Sysco LABS was acquired by international food service giant and Fortune 500 company Sysco in 2016, along with its core engineering team in Colombo, Sri Lanka. Today, the 450-strong Sysco LABS develops world-class products that deliver value across the entire global food service journey, from farm to fork.
“When you’re a company in a small country, you have to bet on quality and product innovation. Sri Lanka doesn’t have the capacity to compete on numbers the way that other Asian countries can in the IT business process outsourcing scene, but that is also what drives us to excellence,” said Mr Shanil Fernando, managing director (Sri Lanka) and senior vice president, Sysco LABS.
“It’s all about finding creative solutions to problems in industries and building products that solve them.
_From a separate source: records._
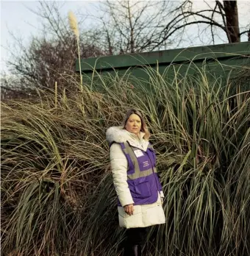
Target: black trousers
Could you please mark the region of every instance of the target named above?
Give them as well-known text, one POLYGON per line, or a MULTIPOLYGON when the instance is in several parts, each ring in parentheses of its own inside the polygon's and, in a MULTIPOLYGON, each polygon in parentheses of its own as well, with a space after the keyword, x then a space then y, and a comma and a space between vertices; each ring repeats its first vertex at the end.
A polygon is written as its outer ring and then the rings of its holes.
POLYGON ((146 228, 135 227, 126 230, 126 245, 144 245, 146 242, 146 228))

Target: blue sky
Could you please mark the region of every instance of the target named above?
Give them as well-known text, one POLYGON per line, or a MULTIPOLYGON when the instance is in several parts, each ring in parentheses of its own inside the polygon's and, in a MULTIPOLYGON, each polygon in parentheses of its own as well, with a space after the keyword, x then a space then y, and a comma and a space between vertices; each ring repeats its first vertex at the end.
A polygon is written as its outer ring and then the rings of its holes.
MULTIPOLYGON (((63 14, 67 14, 69 10, 77 13, 90 10, 93 1, 58 1, 63 4, 61 8, 63 14)), ((194 2, 201 4, 201 1, 194 2)), ((240 23, 249 24, 250 1, 238 1, 240 23)), ((96 1, 96 3, 98 3, 96 1)), ((1 69, 5 69, 4 61, 10 57, 6 48, 8 46, 14 47, 14 40, 10 32, 15 36, 21 38, 24 43, 27 43, 32 35, 39 35, 39 27, 41 18, 33 13, 29 9, 37 10, 38 1, 1 1, 1 69)), ((246 40, 246 37, 243 41, 246 40)), ((221 43, 219 42, 218 43, 221 43)), ((184 47, 188 46, 184 46, 184 47)))
MULTIPOLYGON (((62 4, 60 10, 65 15, 69 10, 76 13, 80 9, 86 10, 93 4, 90 1, 57 2, 62 4)), ((29 42, 32 35, 39 35, 41 18, 29 10, 38 10, 38 1, 1 1, 1 69, 5 69, 5 60, 10 57, 6 48, 14 43, 10 32, 22 38, 24 43, 29 42)))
That is how you create billions of dollars in value, in a short period of time,” he added.
LSEG Technology is another case of Sri Lankan enterprise solutions drawing the notice of international players. When the London Stock Exchange undertook an extensive international search in 2008 for technologies that could transform the efficiency of their operations, LSEG Technology stood out even amidst global industry powerhouses.
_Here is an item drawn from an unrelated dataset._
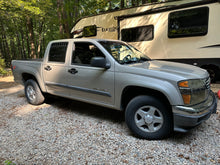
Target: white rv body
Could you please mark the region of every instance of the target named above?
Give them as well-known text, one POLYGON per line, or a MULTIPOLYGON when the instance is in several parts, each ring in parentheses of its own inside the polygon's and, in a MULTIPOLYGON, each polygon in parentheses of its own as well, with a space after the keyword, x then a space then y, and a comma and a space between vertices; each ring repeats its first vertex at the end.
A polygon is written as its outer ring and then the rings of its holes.
MULTIPOLYGON (((220 19, 218 16, 220 16, 220 1, 218 0, 182 0, 85 17, 75 24, 72 32, 96 25, 97 34, 89 38, 120 39, 134 45, 152 59, 183 62, 205 68, 213 80, 217 80, 220 79, 220 19), (183 15, 184 11, 192 13, 200 9, 207 13, 207 26, 205 27, 207 32, 199 35, 169 36, 171 26, 175 25, 175 22, 171 20, 172 17, 176 17, 178 12, 183 15), (146 36, 131 41, 128 34, 134 35, 133 33, 137 32, 139 27, 152 29, 145 32, 146 36), (125 34, 126 30, 127 32, 130 30, 129 33, 125 34), (128 40, 123 35, 127 35, 128 40), (144 37, 148 39, 145 38, 145 40, 144 37)), ((203 27, 199 28, 203 31, 203 27)), ((74 35, 74 38, 78 37, 83 36, 82 34, 74 35)))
Today, LSEG Technology is a part of London Stock Exchange Group. The global specialist in capital market technologies continues to build proprietary products that benefit stock exchanges.
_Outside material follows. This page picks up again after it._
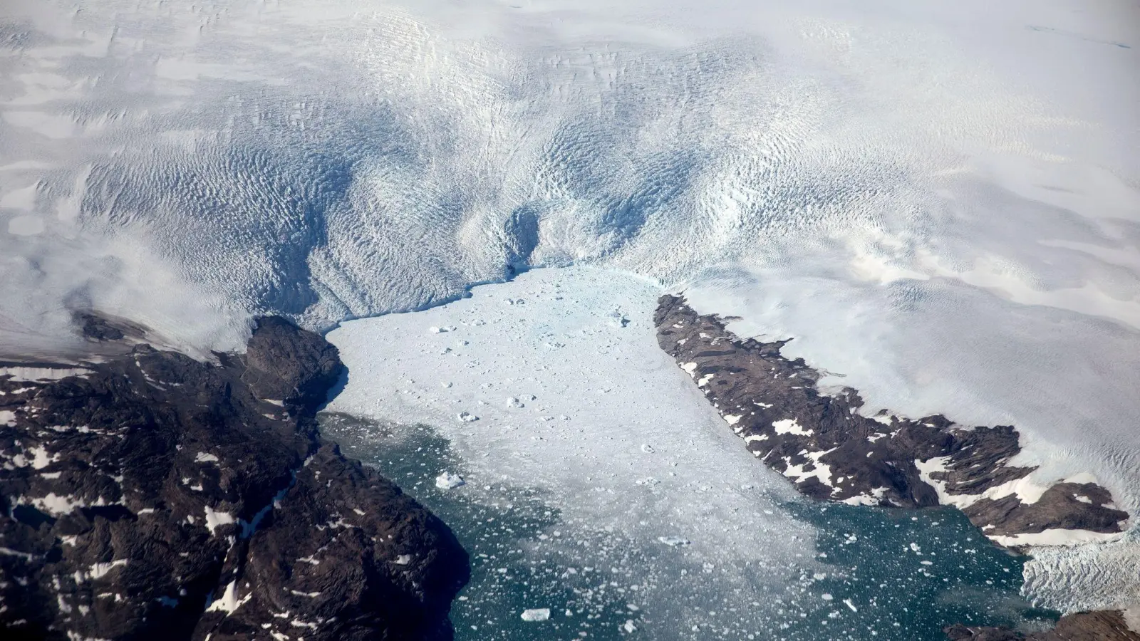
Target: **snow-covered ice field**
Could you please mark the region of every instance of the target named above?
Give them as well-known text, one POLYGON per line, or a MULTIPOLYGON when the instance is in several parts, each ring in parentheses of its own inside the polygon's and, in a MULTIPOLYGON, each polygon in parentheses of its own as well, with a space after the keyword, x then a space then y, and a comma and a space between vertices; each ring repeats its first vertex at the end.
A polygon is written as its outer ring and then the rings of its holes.
MULTIPOLYGON (((514 492, 540 500, 531 511, 559 514, 530 532, 518 516, 483 508, 473 517, 470 508, 432 503, 479 557, 465 592, 477 606, 456 606, 461 639, 578 630, 616 638, 616 628, 662 640, 846 639, 870 631, 914 639, 953 620, 1023 620, 1019 562, 990 547, 961 514, 953 528, 923 514, 915 526, 922 534, 891 526, 895 519, 911 528, 904 513, 825 517, 826 508, 797 496, 756 461, 658 348, 652 314, 660 293, 627 273, 536 269, 475 287, 471 298, 350 320, 328 334, 349 373, 327 407, 337 417, 326 425, 350 447, 372 444, 350 455, 380 462, 422 500, 445 501, 434 487, 475 505, 524 505, 511 498, 514 492), (344 415, 374 423, 353 427, 344 415), (393 422, 432 427, 449 441, 449 455, 420 454, 423 437, 385 427, 393 422), (491 527, 496 520, 504 525, 491 527), (868 547, 877 544, 886 550, 868 547), (513 581, 482 570, 487 563, 513 581), (861 570, 866 565, 899 567, 887 579, 878 569, 861 570), (591 569, 579 576, 584 567, 591 569), (585 590, 562 593, 563 584, 585 590), (537 601, 527 608, 553 608, 564 628, 512 626, 519 616, 510 610, 512 594, 537 601), (634 609, 614 618, 621 601, 634 609)), ((855 510, 831 510, 845 508, 855 510)))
High on Gartner’s and AT Kearney’s outsourcing rankings, Sri Lanka also acts as an offshore development centre for Fortune 500 companies in the US, Ireland, the UK, Australasia and Sweden, and joint ventures based in Sweden, Norway, the US and Japan, among others.
THE HEART OF INGENUITY
As the nation develops through the years, Sri Lanka has carved itself a niche that distinguishes it as a centre of excellence. This recognition was further affirmed when it won the destination of the year award conferred by the Global Sourcing Association in 2019.
True to its identity as an island, Sri Lanka carries with it a unique sense of warmth in its innovation practices. This warmth manifests itself in more creative approaches to problem-solving, greater nimbleness and agility, as well as a strong emphasis on customer relationships and people-centricity.
"I think for any company that's looking to invest or work with the Sri Lankan IT and knowledge sector, there is a great advantage because you are going to get unstinting support from the public sector. Our government agencies are well-informed and fully understand how instrumental these sectors will be in the way forward. Our President, for instance, is a product of the industry himself and backs it with his full support," shared Mr Ruwindhu Peiris, managing director of global consulting firm Stax Inc.
In addition to government support, Sri Lanka has made strides in cultivating a safe and conducive environment for trade and business. The country was the first in South Asia to ratify the Electronic Transactions Act to boost online cross-border trade and has also adopted a strong regulatory framework for the prevention and management of cyber security threats.
Organisations can engage Sri Lanka’s knowledge and innovation sectors in one of three ways: Setting up a captive innovation centre and partnering with local product engineering companies to accelerate digital transformation; leveraging Sri Lanka as a digital gateway to Asia, allowing global entrepreneurs to use Sri Lanka as a test bed for research and development and entry into emerging markets in Asia; and by engaging and investing in global digital disruptors across a wide spectrum of start-ups, platforms and products.